The enemy attack has shifted against the left flank of the corps. The enemy attack here, supported by strong artillery fire and tanks, has continued almost without pause…

Without a doubt, his objective is to break through the front and encircle Kharkov from the west and northwest…

Under continuous heavy artillery, mortar, rocket, and tank fire, and due to the incessant day and night bombardment of the main line of resistance by enemy aircraft and the bitter defense against enemy attack, the regiments, which have been in continuous combat for the past six weeks, especially those of the 198th, 168th, and 3rd Panzer Divisions, have been bled dry.

Not many more enemy attacks can be withstood in the present positions. If the enemy launches a major attack, the corps will be broken through, the western flank at Kharkov will be torn apart, and the city will be surrounded.

Commander, XI Army Corps

Ia Nr. 440/43 g.Kdos

RAUS.

See Panzer Operations: The Eastern Front Memoir of General Raus, 1941-1945.

Reichsführer der SS Heinrich Himmler examines a Tiger tank of the Das Reich Division, near Kharkov, April 1943.

Reichsführer der SS Heinrich Himmler examines a Tiger tank of the Das Reich Division, near Kharkov, April 1943.

Waffen SS Panzer Division 'Das Reich', SS-Gruppenführer Walter Kruger, at a parade in Russia in April 1943.

Waffen SS Panzer Division ‘Das Reich’, SS-Gruppenführer Walter Kruger, at a parade in Russia in April 1943.

{ 7 comments… read them below or add one }

Hugh Davie August 23, 2013 at 6:44 am

During the capture of Kharkov, the Germans found a entire tank factory with a number of uncompleted T-34 tanks. These were completed and the resulting Tank Company of 18 T-34 served with the Das Reich SS Panzer Grenadier Division during the Battle of Kursk and for months afterwards until they wore out.

Andrew Lynch August 21, 2013 at 1:51 pm

Either my eyes are playing tricks on me, (Quite possible, I left my glasses in work) or Himmler is inspecting a captured T34?

Spenny August 20, 2013 at 11:32 pm

I think you’ll find Heinrich Himmler is examining a captured T34 tank of the Das Reich Division. (it’s only because I care not because I’m a nerd – I love this site such a great concept)
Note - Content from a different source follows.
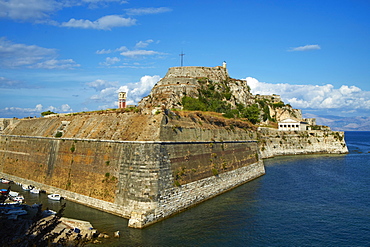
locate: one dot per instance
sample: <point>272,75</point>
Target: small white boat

Rickdeb Sen August 20, 2013 at 8:59 pm

hi!
I am an avid reader of ur blog and is one of the first websites i open every morning. i hope that conveys how highly i regard the work you are doing.
Anyways. there is an error in the caption “Reichsführer der SS Heinrich Himmler examines a Tiger tank of the Das Reich Division, near Kharkov, April 1943.” as those are all captures T34s. Please note the extra large Wehrmacht crosses. Those were specifically designed so as not to draw enemy and Stuka fire. The tank in the back is a Mach IV, clearly visible is the guner poking his head from a wide door in the turret which the Tiger never had. The tank further behind is also a Mach IV.
more details here— http://www.achtungpanzer.com/panzerkampfwagen-t-34r-soviet-t-34-in-german-service.htm

Also a very interesting spinnet of information which came to my mind upon seeing the last pic—http://imgur.com/gallery/GmPdh

Thank you and keep up the good work!

T-Cress August 20, 2013 at 3:14 pm

And by “captures T-34″ I of course mean “captured T-34″

T-Cress August 20, 2013 at 3:13 pm

I’m no expert – but the second-to-last picture I don’t think Himmler’s examining a Tiger, is he? Isn’t that a captures T-34? Can someone who knows what they’re talking about weigh in?